I have a buddy who's a huge techno-phile, and he's done some beautiful video work on the GH-1, and he's an extreme "on-the-bus/off-the-bus" person, as in, get on the bus with modern cheap digital, or you'll be dead in the industry. Well, he's correct to a point, if you want to work for people that have no money, want to do stuff as cheaply as possible, don't really care about the "nth" degree of quality, and have you staying up all night, sitting in front of the computer in your underwear, doing color corrects and editing for no extra money, then you need to get into that business. Unfortunately, that's the ONLY business that remains in many markets. And you know, my buddy is always busy? He's always busy working night an day for practically no money, and spending what little he makes on the constant computer upgrades and camera upgrades he needs to stay competitive with the others in his business on the low end of a small market, while his wife brings home the bacon, and benefits he lives on...

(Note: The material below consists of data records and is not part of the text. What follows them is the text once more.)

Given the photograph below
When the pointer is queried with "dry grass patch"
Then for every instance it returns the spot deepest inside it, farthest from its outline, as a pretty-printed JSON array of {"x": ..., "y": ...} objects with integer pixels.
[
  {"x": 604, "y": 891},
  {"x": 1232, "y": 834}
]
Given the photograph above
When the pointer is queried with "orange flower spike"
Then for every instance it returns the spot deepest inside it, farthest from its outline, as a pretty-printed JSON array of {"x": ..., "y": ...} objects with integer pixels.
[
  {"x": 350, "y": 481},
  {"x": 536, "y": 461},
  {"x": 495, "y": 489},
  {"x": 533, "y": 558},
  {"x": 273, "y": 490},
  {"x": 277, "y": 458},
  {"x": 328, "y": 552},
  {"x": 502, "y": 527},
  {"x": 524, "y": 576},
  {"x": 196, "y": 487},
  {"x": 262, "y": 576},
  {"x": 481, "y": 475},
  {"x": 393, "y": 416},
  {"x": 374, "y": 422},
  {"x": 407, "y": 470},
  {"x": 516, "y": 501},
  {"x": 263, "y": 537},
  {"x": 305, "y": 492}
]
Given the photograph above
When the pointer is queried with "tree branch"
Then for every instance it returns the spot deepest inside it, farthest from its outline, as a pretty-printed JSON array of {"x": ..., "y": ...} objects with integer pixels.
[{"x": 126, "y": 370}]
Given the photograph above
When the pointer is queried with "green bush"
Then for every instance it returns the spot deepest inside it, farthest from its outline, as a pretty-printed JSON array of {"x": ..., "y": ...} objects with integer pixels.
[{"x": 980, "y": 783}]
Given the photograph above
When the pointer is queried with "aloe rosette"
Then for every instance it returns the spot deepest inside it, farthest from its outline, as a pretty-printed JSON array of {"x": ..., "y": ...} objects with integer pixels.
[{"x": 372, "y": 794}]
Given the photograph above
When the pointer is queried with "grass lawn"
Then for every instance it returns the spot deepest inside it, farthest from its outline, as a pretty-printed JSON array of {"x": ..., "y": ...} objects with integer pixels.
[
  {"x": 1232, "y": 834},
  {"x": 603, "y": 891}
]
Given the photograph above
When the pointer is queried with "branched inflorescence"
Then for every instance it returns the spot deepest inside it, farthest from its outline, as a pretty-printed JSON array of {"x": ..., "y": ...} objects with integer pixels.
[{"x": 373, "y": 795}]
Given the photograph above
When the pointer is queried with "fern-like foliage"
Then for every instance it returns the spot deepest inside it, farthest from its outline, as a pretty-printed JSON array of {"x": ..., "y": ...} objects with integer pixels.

While I find this type of contest interesting for personal information, it helps me select the unit I need to RENT, before I do a project, it's of very little usage to the marginally informed in the industry, who are always looking for the techno-edge to slam the competition in any market.

Stuff like this ignores the fact that good cheap video equipment that performs in a base-line professional way, has allowed many among us to get their ideas heard. Period. And for that reason, it has very real value, but does anyone think that someone who gets their indie film picked up at Sundance for limited release, isn't going to hire a crew and get bigger and better stuff when they get their first real budget? Sure, they're going to come to a set filled with lighting people and make up with their GH-2 in a bag....

Speaking from 35 years' experience as a broadcast TV technician, the audio being produced by so called videographers is atrocious!

How can anyone produce such distorted audio without being ashamed? I cite the timelapse stuff being shown all the time on Vimeo.

If anyone had produced such awful quality when I was working, I would have jumped on them. But audio just doesn't seem to count these days. I just stop viewing. Can't bear to listen. Too late once it's done.

Perhaps we have a reminder here that while the camera takes the picture, the grey blob of goo six inches behind the viewfinder makes the picture.

in praise of cameramen :

http://www.dailymotion.com/video/xkbtn_buster-keaton-the-cameraman-2_fun

But for sure FF Coppola is only a director who don't know very well whereof he speaks :

http://www.youtube.com/watch?v=vHjWDCX1Bdw&feature=related

Look circa 8 minute, all is black, pitiful.

DR you say, who cares ?

Things this disregards the fact that good inexpensive movie devices that functions in a base-line expert way, has permitted many among us to get their concepts observed.